第1章

1話 千年後①

 2XXX年、世界は大きな革命を起こした。

 通称、大機械革命ビッグマシーンレボリューション

 文字通り機械技術が進化したのだ。

 千年以上前のエルトリア崩御後、エルトリアの機械文明は使い道はどうあれその技術は素晴らしいものだと、とある学者がそれを提言した。それ以降、帝国の技術は世界中に頒布。特に日本はその技術が上手く馴染み、世界でも飛躍的な進歩を遂げたのだ。

 特に注目すべき点は、サイボーグやアンドロイドなどの機械生命体、すなわち《機械人》だ。

 技術が発展したことでそれまでモノ同様だった存在が、一気に人間と近しい存在へと進化を果たし、新たな人種として認められた。日本は特にその発展が目覚ましく、国の人口のおよそ約三分の一がこの機械人だ。

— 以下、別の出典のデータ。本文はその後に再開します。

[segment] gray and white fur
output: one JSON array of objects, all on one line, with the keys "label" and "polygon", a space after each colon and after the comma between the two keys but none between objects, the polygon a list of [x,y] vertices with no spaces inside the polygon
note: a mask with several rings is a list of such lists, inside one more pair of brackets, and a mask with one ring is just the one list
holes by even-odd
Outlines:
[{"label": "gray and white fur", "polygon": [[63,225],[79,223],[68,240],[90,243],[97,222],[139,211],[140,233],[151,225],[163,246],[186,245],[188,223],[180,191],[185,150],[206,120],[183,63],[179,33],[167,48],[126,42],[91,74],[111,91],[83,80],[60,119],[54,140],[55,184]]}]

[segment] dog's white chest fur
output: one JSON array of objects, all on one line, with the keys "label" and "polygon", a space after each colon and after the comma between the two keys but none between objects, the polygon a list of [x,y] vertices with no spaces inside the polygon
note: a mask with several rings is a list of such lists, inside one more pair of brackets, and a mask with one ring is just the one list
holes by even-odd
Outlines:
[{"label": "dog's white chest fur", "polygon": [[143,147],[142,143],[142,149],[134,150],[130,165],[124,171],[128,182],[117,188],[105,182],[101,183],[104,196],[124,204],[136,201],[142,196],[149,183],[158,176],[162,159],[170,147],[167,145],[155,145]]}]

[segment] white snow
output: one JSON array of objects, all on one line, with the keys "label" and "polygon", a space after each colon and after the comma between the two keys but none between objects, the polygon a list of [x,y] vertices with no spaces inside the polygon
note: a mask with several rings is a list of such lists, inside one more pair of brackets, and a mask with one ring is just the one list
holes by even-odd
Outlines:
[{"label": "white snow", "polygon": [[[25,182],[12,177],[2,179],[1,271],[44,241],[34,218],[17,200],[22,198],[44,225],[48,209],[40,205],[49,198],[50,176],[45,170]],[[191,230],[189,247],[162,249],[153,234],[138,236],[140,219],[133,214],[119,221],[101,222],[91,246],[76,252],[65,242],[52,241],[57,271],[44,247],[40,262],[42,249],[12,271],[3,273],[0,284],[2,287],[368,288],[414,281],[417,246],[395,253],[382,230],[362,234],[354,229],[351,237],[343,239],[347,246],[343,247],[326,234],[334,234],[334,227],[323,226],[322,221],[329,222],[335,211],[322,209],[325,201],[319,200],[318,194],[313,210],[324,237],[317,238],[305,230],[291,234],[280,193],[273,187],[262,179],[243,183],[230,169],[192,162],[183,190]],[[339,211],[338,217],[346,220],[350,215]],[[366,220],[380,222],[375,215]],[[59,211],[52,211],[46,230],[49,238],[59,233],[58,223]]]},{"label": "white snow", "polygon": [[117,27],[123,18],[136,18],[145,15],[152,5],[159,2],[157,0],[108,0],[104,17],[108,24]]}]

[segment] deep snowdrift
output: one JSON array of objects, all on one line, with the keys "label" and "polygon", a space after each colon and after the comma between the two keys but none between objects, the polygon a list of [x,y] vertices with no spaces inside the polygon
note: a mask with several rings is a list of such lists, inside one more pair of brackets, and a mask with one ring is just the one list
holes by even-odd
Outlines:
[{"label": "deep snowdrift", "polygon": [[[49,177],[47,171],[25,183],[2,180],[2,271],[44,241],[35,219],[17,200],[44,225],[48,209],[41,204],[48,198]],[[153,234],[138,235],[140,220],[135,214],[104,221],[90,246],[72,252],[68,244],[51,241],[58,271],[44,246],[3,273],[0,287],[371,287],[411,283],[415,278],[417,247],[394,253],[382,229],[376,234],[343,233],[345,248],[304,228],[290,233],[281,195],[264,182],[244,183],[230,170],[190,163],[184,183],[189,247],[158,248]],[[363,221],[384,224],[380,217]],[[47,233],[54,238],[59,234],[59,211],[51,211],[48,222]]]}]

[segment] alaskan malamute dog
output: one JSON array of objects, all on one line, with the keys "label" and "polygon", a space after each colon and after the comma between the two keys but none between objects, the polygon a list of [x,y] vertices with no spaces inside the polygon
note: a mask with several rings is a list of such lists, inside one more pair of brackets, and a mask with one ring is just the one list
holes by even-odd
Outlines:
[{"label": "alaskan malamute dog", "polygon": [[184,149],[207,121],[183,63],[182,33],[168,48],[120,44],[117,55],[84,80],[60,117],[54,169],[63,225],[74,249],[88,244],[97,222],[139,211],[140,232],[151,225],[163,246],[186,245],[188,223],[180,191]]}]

 しかしながら、当然この日本もかつてはエルトリアに支配されていた国の一つ。千年前とはいえ機械に対する不信感は未だにまだ存在はしている。長い間刻まれた敵対意識はなかなか拭えないのだ。だがそれでも今はやっとマシになった方だ。目立った動きでもない限り、共存は可能なのだ。そんなあやふやな事情を抱えて、今日と言う日は流れていく。


 ♢


 映像はそこでエンドロールが流れた。

 畳の上で正座しながら、テレビでその映像を眺めていた少女は、エンドロールが流れると目を輝かせていた。


「……すごかったなあ」


 黒いショートを小さく二つに結んだ、ちょっと幼い顔立ちの少女。翡翠色の瞳はまるで宝石みたいに輝いていた。

 少女の名前は、大空美香おおぞらみか。いたってごく普通の少女だ。強いて違う部分を言うならば、今彼女がいる場所は《実家》ではないことだ。


「ただいま〜」


 そこへ、美香以外の誰かが入ってきた。テレビがある居間に入ってきたのは、長い茶髪を流した優しい雰囲気の女性と、セーラー服を着た三つ編みの小柄な少女と、オレンジ寄りの茶髪の幼稚園くらいの少女だ。


「美香ちゃん、たっだいまー!」

「ただいま〜!」


 少女二人が元気よく挨拶する。


「あ、おかえりなさい」

「何か見てたの?」


 セーラー服の少女がテレビを覗き込む。


「DVD。百年前のやつ。石塚さんから貸してもらったから見てたんだ」


 そう言って美香は少女にDVDのパッケージを渡した。パッケージには、〈ヒストリーオブエルトリア〜機械化と日本の未来〜〉と表記されていた。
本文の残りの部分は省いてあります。